“Jesus Willem,” Tracker said as she watched over Mirah and Aaliyah’s bout, “you’re really laying into them.” Willem snorted absentmindedly, watching the bout intently as the two team members went at each other with a ferocious speed that he’d hammered into them. They weren’t allowed to use their links for the duration of these hand-to-hand matches, though it wouldn’t be long before they’d be using their links in practice.
Mirah, now capable of controlling when she was and was not using her link, had become surprisingly adept at hand to hand. The willowy, emaciated girl that had first walked into Willem’s training area had transformed into a girl with a fair amount of muscle and a good eye for combat in general.
When Tracker said that Willem was going hard on the trainees, she wasn’t wrong. Usually, Willem found that giving his trainees as much time to acclimate before the harder, more gruelling training began was a boon. Two months or so wasn’t all that uncommon, especially when many were coming to grips with being Linked at all.
But this little team of Undefineds don’t have the time, and it was clear that they knew it.
Willem had taken almost complete control over their schedules over the past week, filling it entirely with rigorous physical and mundane combat training. The team hadn’t uttered one word of complaint, other than the groans of pain and short sentences of weary frustration.
Willem watched as the decisive moment was made, the movement that would lead to the match’s winner. Aaliyah stretched out with a punch, seeking Mirah’s padded jaw, but instead found thin air. Mirah, being astoundingly good at recognising weaknesses, moved into Aaliyah’s guard, grabbing hastily at the offending arm, and twisting her body so she could throw Aaliyah’s much taller body over her back and onto the floor with a mighty whoosh.

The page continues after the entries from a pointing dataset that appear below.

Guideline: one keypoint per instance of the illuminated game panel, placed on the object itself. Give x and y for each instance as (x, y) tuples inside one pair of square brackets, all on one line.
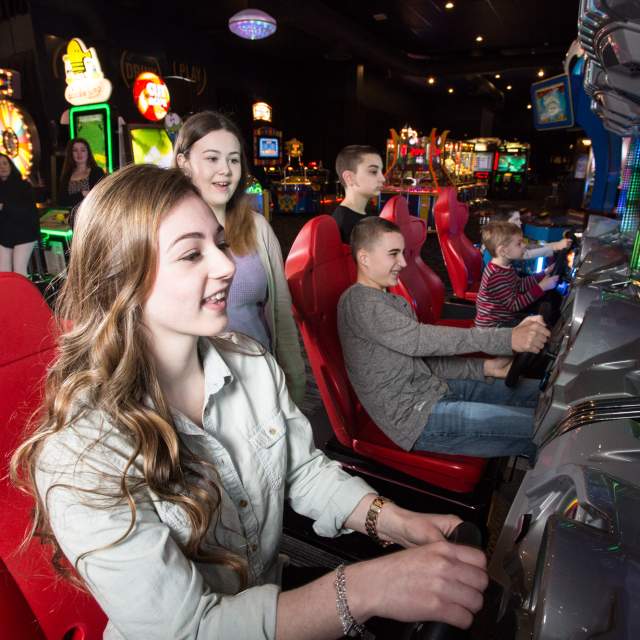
[(15, 137)]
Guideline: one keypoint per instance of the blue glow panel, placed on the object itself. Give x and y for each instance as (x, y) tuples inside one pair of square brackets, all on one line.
[(628, 208)]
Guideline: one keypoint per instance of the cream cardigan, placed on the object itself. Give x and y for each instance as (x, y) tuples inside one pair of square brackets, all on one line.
[(285, 342)]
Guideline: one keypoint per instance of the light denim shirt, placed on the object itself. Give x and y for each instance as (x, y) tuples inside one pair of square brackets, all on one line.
[(262, 448)]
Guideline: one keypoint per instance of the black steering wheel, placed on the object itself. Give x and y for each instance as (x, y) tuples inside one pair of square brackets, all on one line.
[(465, 533), (561, 266), (522, 361)]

The match was over, Willem easily deciding it in Mirah’s favour. The team had been performing these quickfire matches continuously for almost four hours now, exhausting them both mentally and physically in a way that running around a track or using exercise equipment couldn’t quite reproduce.
Mirah stood, her face up to the ceiling while breathing heavily, sweat poured off of her light brown skin, having already soaked through any and all clothing and protective equipment she was wearing. Aaliyah was much the same, though she laid on the ground, blond hair splayed out around her having fallen out of the tight bun she kept it in during training.
Aaliyah hit the padding beside her with as much might as her weak body could produce without adding her link to the mix, growling with frustration, and adding a few choices swears before stumbling to her feet and walking off to a secluded corner of the training area.
Mirah looked about ready to reach out to the girl, or to try stop her, but Ajax subtly intervened. Although he whispered in her ear, not intending for any to hear, Willem had exceptionally good hearing.
“Just let her go, she needs to cool off for a minute.” Ajax’s much larger form easily impeded Mirah from leaving his grip on her shoulder even if she wanted to. She gave a stoic nod and removed herself from the padded flooring, allowing Ajax and Walter their bout.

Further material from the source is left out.